Jasieniuk:Implementation of a method to calculate microsatellite genotype distance in polyploids
Update
Note, June 2010: All of this functionality is now available in the R package polysat.
Note, April 2010: I'm working on developing an R package with these and other tools for polyploid microsatellite data. I have restructured the functions somewhat so that they will be more versatile (allow for other measures of distance, and import the genotypes as an R object so that other things can be done with them). I've written a function that will read the data more directly from the format produced by ABI GeneMapper and one that can process multiple loci at once and calculate the mean distances. Missing data is also allowed. There is also a function to export data to be read by Structure 2.3.3.

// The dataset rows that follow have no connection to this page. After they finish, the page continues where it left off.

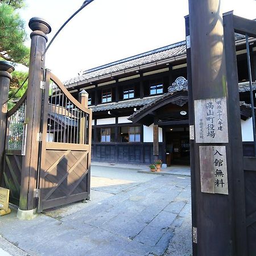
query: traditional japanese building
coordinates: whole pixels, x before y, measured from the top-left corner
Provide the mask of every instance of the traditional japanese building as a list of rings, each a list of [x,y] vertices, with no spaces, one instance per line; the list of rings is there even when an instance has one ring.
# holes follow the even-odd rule
[[[245,154],[250,155],[253,134],[245,41],[237,35],[242,138]],[[255,81],[255,39],[250,40],[250,46]],[[189,164],[189,85],[185,41],[84,71],[64,85],[76,98],[82,90],[89,94],[93,160],[154,162],[154,130],[158,133],[158,140],[155,134],[158,158],[168,164]],[[253,87],[255,92],[256,82]]]

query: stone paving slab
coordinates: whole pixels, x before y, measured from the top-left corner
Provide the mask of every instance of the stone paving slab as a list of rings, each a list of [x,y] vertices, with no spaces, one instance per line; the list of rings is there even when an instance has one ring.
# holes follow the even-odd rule
[[[53,208],[31,221],[18,220],[14,210],[0,218],[0,235],[33,256],[155,256],[166,254],[170,241],[180,250],[177,234],[191,218],[189,177],[134,169],[132,179],[122,170],[113,179],[104,171],[91,191],[95,201]],[[189,250],[191,240],[185,240]]]

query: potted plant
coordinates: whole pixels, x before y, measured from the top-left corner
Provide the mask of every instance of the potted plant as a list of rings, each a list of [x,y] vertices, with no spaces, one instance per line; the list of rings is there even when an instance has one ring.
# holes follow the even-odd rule
[[[155,162],[155,165],[156,167],[157,172],[160,172],[160,171],[161,170],[161,166],[162,163],[163,162],[161,160],[156,160],[156,161]]]
[[[151,172],[155,172],[155,164],[151,164],[150,165],[150,171]]]

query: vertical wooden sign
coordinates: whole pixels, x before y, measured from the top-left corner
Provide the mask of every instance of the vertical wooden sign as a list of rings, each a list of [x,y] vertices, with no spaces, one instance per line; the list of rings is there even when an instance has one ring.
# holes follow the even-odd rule
[[[226,147],[199,147],[201,191],[204,193],[228,195]]]

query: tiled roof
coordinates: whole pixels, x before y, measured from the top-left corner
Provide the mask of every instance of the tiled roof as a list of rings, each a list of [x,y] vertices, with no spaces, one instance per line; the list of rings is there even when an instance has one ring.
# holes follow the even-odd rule
[[[107,103],[105,104],[98,105],[97,106],[89,106],[89,108],[92,109],[93,112],[97,112],[98,111],[111,110],[112,109],[145,106],[151,103],[152,101],[154,101],[155,100],[158,98],[160,96],[152,96],[144,98],[128,100],[123,101],[119,101],[118,102]]]
[[[243,40],[245,36],[236,34],[235,39],[237,42]],[[131,68],[139,67],[141,65],[164,60],[174,57],[185,55],[186,54],[186,42],[181,41],[179,43],[164,46],[143,53],[129,57],[117,61],[103,65],[97,68],[83,71],[82,75],[73,77],[64,82],[65,86],[82,82],[89,79],[93,79],[104,75],[125,71]]]
[[[182,41],[176,44],[161,47],[133,57],[84,71],[82,75],[66,81],[64,82],[64,85],[68,85],[94,77],[110,74],[117,71],[139,67],[141,65],[152,63],[155,61],[163,60],[171,57],[183,55],[185,53],[185,41]]]
[[[239,88],[240,93],[249,92],[249,91],[250,91],[250,84],[249,84],[249,82],[240,82],[238,84],[238,88]],[[253,90],[256,90],[256,82],[253,82]],[[158,104],[158,102],[162,101],[166,98],[169,97],[169,96],[172,94],[172,93],[173,93],[173,92],[164,93],[164,94],[162,95],[161,96],[159,97],[158,98],[155,98],[154,100],[152,101],[150,103],[148,103],[146,105],[144,105],[143,108],[142,108],[138,111],[134,112],[132,115],[131,115],[128,118],[128,119],[132,121],[133,119],[134,119],[134,118],[135,117],[138,116],[138,115],[139,114],[139,113],[144,112],[146,109],[148,109],[148,108],[150,108],[151,106]],[[240,105],[241,106],[243,105],[243,106],[247,108],[250,108],[250,106],[251,106],[250,104],[246,104],[244,101],[241,101]]]

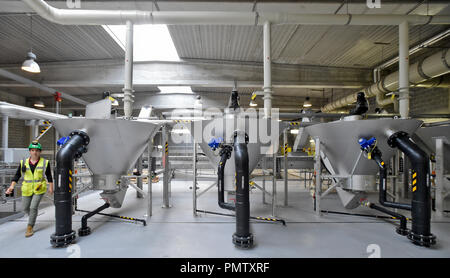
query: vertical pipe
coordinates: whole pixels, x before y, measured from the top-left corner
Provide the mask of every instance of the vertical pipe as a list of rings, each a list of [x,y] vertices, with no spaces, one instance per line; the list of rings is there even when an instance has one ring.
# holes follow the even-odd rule
[[[192,208],[194,216],[197,216],[197,142],[195,142],[195,138],[192,140],[194,145],[192,161]]]
[[[138,161],[136,163],[136,170],[141,175],[140,177],[136,178],[136,186],[139,189],[142,189],[142,155],[138,158]],[[139,191],[136,191],[136,198],[143,198],[144,196]]]
[[[3,161],[6,161],[6,149],[8,148],[8,129],[9,129],[9,117],[2,117],[2,148],[3,148]]]
[[[270,50],[270,22],[264,22],[264,117],[272,117],[272,58]]]
[[[276,216],[277,207],[277,150],[273,150],[273,171],[272,171],[272,216]]]
[[[166,125],[163,126],[163,167],[164,167],[164,176],[163,176],[163,207],[170,207],[170,197],[169,197],[169,181],[170,181],[170,164],[169,164],[169,131]]]
[[[287,128],[283,131],[284,146],[284,206],[288,206],[288,158],[287,158]]]
[[[316,154],[315,154],[315,163],[314,163],[314,172],[316,173],[316,190],[315,190],[315,208],[316,208],[316,214],[318,216],[321,215],[320,213],[320,194],[322,194],[322,164],[320,162],[320,139],[316,138]]]
[[[261,168],[263,172],[263,204],[266,203],[266,157],[264,156],[261,160]]]
[[[402,118],[409,117],[409,24],[404,21],[399,25],[399,109]]]
[[[155,170],[153,168],[153,163],[152,163],[152,150],[153,150],[153,143],[152,140],[150,140],[148,142],[148,147],[147,147],[147,163],[148,163],[148,175],[147,175],[147,184],[148,184],[148,208],[147,208],[147,219],[152,216],[152,207],[153,207],[153,196],[152,196],[152,175],[153,175],[153,171]]]
[[[436,138],[436,215],[444,212],[444,140]]]
[[[125,117],[129,118],[133,112],[133,23],[131,21],[127,21],[126,32],[123,108]]]

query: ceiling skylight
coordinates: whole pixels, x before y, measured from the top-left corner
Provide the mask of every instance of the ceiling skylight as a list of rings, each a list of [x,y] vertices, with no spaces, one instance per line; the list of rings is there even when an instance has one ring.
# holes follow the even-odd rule
[[[109,35],[125,50],[125,25],[103,25]],[[139,61],[179,61],[167,25],[134,25],[133,58]]]

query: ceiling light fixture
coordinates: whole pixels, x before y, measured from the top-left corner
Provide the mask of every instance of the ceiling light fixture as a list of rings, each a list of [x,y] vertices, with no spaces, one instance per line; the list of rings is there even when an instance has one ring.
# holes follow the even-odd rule
[[[309,101],[309,97],[306,97],[305,102],[303,102],[303,107],[311,107],[312,103]]]
[[[33,40],[33,16],[30,16],[30,44]],[[21,69],[23,71],[31,72],[31,73],[40,73],[41,68],[39,67],[38,63],[36,63],[36,55],[33,53],[33,47],[30,47],[30,51],[27,53],[27,58],[22,63]]]

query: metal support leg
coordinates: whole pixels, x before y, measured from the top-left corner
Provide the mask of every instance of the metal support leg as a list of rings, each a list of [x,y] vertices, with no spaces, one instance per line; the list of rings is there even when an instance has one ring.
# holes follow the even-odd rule
[[[193,161],[192,161],[192,208],[194,216],[197,216],[197,143],[193,139]]]
[[[436,216],[444,215],[444,140],[436,138]]]
[[[142,156],[138,158],[138,161],[136,163],[136,170],[139,172],[139,174],[142,176]],[[142,177],[136,178],[136,186],[139,189],[142,189]],[[144,196],[139,192],[136,191],[136,198],[143,198]]]
[[[284,146],[284,206],[288,205],[288,158],[287,158],[287,129],[283,131]]]
[[[315,138],[316,141],[316,154],[314,163],[314,172],[316,173],[316,190],[315,190],[315,208],[316,215],[321,216],[320,213],[320,195],[322,191],[322,164],[320,163],[320,139]]]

The functions are in a text file: Media:Polysatfun100409.R.txt
Documentation of the functions: Media:Polysatfun100409.Rd.txt
Overview
This is an implementation of the method of Bruvo et al. (2004). It calculates a pairwise measure of genetic distance between individuals at a single microsatellite locus. The allele copy number does not need to be known and the individuals do not even need to be the same ploidy level. Its primary advantage over band-sharing measures of genetic distance is that it allows for mutation, such that alleles aren't considered to be qualitatively different, but instead the difference in repeat number between two alleles is taken into account. The paper offers two options for dealing with virtual alleles (when one individual has more alleles than the other). My implementation uses the simpler option and sets virtual alleles as equal to infinity.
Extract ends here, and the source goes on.